To be fair, catalog photos are generally unflattering; like when the front-facing camera on your phone catches you by surprise. But after staring at these swagless lunar mountaineering boots for five uninterrupted minutes, it was hard not to think that the design was purposefully bad. Somebody somewhere along the line had to know that acute, unyielding derision was coming, which couldn’t be good for business, so maybe it benefited Adidas in some way? Does our pathological need to Get These Jokes Off actually drive sales? Does the final act in this three-part play conclude with an ironic purchase?

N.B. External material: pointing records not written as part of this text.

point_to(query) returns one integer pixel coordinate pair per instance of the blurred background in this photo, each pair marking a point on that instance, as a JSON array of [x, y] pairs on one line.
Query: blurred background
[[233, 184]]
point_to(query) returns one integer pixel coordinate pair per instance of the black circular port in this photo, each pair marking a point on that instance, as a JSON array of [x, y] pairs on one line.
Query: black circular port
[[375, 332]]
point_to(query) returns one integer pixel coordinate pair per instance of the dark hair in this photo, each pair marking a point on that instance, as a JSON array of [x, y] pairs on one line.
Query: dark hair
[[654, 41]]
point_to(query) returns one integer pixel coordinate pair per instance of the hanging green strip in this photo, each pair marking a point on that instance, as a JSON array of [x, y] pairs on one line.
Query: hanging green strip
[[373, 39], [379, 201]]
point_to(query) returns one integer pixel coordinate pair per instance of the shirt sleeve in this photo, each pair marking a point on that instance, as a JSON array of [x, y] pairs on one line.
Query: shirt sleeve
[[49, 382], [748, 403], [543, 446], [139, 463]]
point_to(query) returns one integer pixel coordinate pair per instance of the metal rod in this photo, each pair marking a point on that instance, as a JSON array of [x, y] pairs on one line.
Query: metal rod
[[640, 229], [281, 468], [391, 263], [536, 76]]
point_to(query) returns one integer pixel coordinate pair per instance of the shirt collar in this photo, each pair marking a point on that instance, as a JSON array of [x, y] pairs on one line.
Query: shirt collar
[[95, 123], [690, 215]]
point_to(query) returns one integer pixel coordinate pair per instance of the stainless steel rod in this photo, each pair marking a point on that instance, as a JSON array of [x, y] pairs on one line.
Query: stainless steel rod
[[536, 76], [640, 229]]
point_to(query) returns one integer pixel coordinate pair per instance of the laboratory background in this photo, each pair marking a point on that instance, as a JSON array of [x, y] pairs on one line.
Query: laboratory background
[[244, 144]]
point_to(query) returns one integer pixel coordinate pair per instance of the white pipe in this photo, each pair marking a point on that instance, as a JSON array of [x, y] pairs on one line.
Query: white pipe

I mean, there was the time when some enterprising dude tried to flip a pair of 100 percent authentic Damn Daniel White Vans for $400,000 on eBay a month or so after the internet turned “Damn, Daniel” into a thing. Several other listings popped up around that time in the range of $10,000 to $25,000 — the superpedestrian shoes were suddenly, incredibly, sought after. Direct-to-consumer sales jumped 20 percent, according Business Insider. Online sales spiked 30 percent.

The Damn Daniel effect is likely an exception, but even if the cultural currency from this meme-industrial complex we’ve created doesn’t drive sales, it’s fine. They don’t have to. Even though they’re lampooned online, Steph Curry’s shoes sell out in malls. Even the Ski Lodge 2.5s. In April, Under Armour reported $264 million in first-quarter footwear sales — a 64 percent improvement over the same quarter last year. A lot of that is thanks to Curry’s signature line, which launched in January 2015.

So, to no one’s surprise, all this yell-laughing we do on the internet about the Nursing Home 1s and the DeWalt x Under Armour collabs, while fun, and objectively good, is really just a drop in the bucket. Under Armour is chilling. Adidas is chilling.

It’s also totally possible that these “Crazy Explosives” are just ahead of their time, like Kobe Bryant’s “So Trash They’re Fly” Crazy 8s. After all, if you get the non-PE editions in the all-black colorway and position them just so at the exact beginning of the golden hour, they don’t look horrible.